Hardy has become a comedic staple at many local events and functions for more than 20. She has mixed her humorous but “clean” interpretations of life and experiences and woven them into a comedy act that she has performed throughout the community.
She’s been that voice on the mike for many of the annual Unity Temple of Truth Church bus trips to the Zora Neale Hurston Festival, making people chuckle as they make their way to Eatonville.
Hardy was the comedienne who had the masses cracking up at the rededication ceremony of the Dr. Carter G. Woodson African American Museum, where you could hear “she ain’t lying or “you tell em girl” as she delivered punch lines.
Hardy is now pondering the next step in her comedic journey and is considering performing on the local comedy club circuit.
“I was always a cut up in school,” Hardy laughed.
However, her family tree consisted of educators and community activists who placed the utmost value on education. Her family included educators that helped to shape and mold the educational foundation for many black students.

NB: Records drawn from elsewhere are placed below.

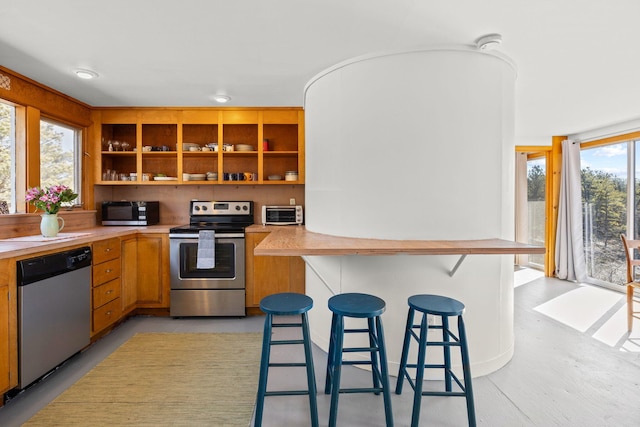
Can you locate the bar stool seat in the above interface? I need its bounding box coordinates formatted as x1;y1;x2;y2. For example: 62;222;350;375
396;295;476;427
254;292;318;427
324;293;393;427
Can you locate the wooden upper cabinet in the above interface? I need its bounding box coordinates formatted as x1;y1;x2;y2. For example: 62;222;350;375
90;107;305;185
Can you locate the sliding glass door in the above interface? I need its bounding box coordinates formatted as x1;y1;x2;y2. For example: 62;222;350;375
580;141;640;286
527;157;547;269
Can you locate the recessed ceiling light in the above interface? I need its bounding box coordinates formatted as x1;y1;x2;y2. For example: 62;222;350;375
75;69;98;80
213;95;231;104
476;34;502;50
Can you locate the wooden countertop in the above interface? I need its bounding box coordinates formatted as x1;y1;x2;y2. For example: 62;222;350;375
0;225;173;259
254;226;545;256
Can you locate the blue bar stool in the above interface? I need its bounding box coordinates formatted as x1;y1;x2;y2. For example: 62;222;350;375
396;295;476;427
254;292;318;427
324;293;393;427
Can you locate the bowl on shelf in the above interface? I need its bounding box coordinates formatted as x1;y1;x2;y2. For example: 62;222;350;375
284;171;298;181
236;144;255;151
182;142;200;151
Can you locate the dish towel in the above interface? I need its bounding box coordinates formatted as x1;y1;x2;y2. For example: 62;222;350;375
196;230;216;268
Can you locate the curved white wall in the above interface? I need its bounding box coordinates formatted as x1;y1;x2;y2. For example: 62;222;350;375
305;47;516;375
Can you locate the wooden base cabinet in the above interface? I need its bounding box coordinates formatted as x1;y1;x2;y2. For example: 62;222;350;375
91;237;122;336
246;232;305;307
0;259;18;394
136;234;170;308
120;236;138;315
120;233;169;314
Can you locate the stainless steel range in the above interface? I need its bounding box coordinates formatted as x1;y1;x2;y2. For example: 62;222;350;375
169;200;254;317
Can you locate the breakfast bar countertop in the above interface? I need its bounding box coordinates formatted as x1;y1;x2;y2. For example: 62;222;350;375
254;226;545;256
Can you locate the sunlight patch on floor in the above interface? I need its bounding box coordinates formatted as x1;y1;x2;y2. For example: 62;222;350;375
593;304;640;351
534;286;624;332
513;268;544;288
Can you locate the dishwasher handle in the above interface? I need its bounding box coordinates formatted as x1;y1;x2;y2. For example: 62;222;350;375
16;246;92;286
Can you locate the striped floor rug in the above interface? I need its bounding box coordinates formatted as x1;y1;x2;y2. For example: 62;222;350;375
25;333;262;427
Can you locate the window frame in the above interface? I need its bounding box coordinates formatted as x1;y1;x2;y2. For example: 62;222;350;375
38;115;85;206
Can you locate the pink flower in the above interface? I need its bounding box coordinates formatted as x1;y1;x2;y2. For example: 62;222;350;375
25;185;78;214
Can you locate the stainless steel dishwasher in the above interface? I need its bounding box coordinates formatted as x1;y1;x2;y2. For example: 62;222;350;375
16;246;91;389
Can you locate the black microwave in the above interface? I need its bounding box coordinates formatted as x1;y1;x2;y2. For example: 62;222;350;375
102;200;160;225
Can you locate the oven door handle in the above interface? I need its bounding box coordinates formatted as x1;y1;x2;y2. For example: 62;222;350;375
169;233;244;240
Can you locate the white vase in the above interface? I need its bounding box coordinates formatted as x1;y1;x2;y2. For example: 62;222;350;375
40;213;64;237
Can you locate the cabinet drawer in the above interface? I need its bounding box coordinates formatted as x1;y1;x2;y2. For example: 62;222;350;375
93;237;120;265
92;278;120;309
93;298;120;332
93;258;121;286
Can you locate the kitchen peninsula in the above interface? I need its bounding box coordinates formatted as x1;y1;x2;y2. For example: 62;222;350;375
254;227;545;376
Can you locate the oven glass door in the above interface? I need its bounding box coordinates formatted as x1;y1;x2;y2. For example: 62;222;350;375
169;236;245;289
180;241;236;279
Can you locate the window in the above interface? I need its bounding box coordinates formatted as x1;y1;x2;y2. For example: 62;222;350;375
40;119;82;203
580;141;639;286
0;102;16;213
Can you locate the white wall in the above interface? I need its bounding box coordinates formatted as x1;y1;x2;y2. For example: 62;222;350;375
305;47;515;375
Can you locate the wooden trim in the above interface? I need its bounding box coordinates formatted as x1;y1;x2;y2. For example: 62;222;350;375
580;131;640;150
544;136;567;277
516;145;551;153
0;66;91;126
25;107;40;195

Her mother Bennye T. James, née Milton, taught at Davis, Perkins and Blanton Elementary schools before moving to Citrus County and becoming a principal at Crystal River Primary School. Her father Ralph James taught at Gibbs and Dunedin High Schools, her aunt Bertha James was a teacher and her aunt Ella Mary Holme was a principal.
On top of all those educators, her grandfather, Chester L. James Sr., was instrumental in transforming and revitalizing the former area of St. Petersburg called Methodist Town. For his actions, the community of Jamestown was named for him.

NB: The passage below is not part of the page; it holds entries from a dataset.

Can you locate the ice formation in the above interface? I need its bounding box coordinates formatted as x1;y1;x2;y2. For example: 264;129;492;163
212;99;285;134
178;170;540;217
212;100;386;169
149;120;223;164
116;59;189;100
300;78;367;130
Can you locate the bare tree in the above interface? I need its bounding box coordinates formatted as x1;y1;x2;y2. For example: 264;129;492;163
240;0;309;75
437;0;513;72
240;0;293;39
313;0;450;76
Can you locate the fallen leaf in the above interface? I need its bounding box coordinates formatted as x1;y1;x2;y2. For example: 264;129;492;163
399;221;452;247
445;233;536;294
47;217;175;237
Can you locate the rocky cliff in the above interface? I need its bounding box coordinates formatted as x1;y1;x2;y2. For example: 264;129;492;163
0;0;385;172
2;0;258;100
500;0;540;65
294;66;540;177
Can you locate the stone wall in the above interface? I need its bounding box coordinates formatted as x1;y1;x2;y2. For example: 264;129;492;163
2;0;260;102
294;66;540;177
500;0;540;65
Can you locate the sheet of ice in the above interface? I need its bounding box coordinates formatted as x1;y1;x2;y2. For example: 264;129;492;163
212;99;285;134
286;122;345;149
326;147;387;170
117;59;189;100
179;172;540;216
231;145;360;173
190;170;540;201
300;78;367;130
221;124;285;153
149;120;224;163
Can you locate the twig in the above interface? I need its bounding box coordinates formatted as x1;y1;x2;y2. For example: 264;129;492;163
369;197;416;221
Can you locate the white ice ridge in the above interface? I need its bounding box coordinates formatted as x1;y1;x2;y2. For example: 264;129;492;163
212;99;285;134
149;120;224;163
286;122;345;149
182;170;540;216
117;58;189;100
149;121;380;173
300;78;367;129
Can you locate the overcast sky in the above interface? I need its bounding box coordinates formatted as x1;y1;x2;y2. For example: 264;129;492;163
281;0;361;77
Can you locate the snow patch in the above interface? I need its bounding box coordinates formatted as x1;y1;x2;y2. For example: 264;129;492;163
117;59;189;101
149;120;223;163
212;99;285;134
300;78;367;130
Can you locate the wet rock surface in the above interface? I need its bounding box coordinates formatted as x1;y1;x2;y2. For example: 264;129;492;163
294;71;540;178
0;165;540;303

“People used to put teacher’s kids on pedestals but I wanted to be regular,” explained Hardy.
After graduating from Gibbs High School, she earned a degree in Sociology Corrections from Florida A&M University and later enlisted in the U.S. Navy. She retired from Horizon Coordination as a Medicaid Waiver Support Coordinator.

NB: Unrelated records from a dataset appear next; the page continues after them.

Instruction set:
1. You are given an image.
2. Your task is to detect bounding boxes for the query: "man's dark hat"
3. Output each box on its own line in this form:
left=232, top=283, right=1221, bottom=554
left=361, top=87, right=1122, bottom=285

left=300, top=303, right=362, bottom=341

Always in the back of her mind were the memories of her family gatherings and the jokes that were told.
“I’m happy that I had a family that provided me with the inspiration to be funny,” she shared.
Hardy prides herself on being a clean comic. There is no profanity or explicit sexual content in her act; although, she slyly hints at or creates innuendos. She never drags her audience to the gutter; it’s up to them to take the plunge, and they usually do.
“A lot of audiences want you to be clean because you’re a woman,” explained Hardy. “If a man gets up and tells a joke he can be as nasty as he wants to be. I think people look at women differently, but I think you can tell jokes without being vulgar. I don’t think you have to use a lot of profanity to be funny.”
Hardy said a comedian must know their audience. She touts never having a crowd she couldn’t make laugh.
“When I get that first really good laugh, I feel I’ve got them now. The more people laugh, the more energy I get.”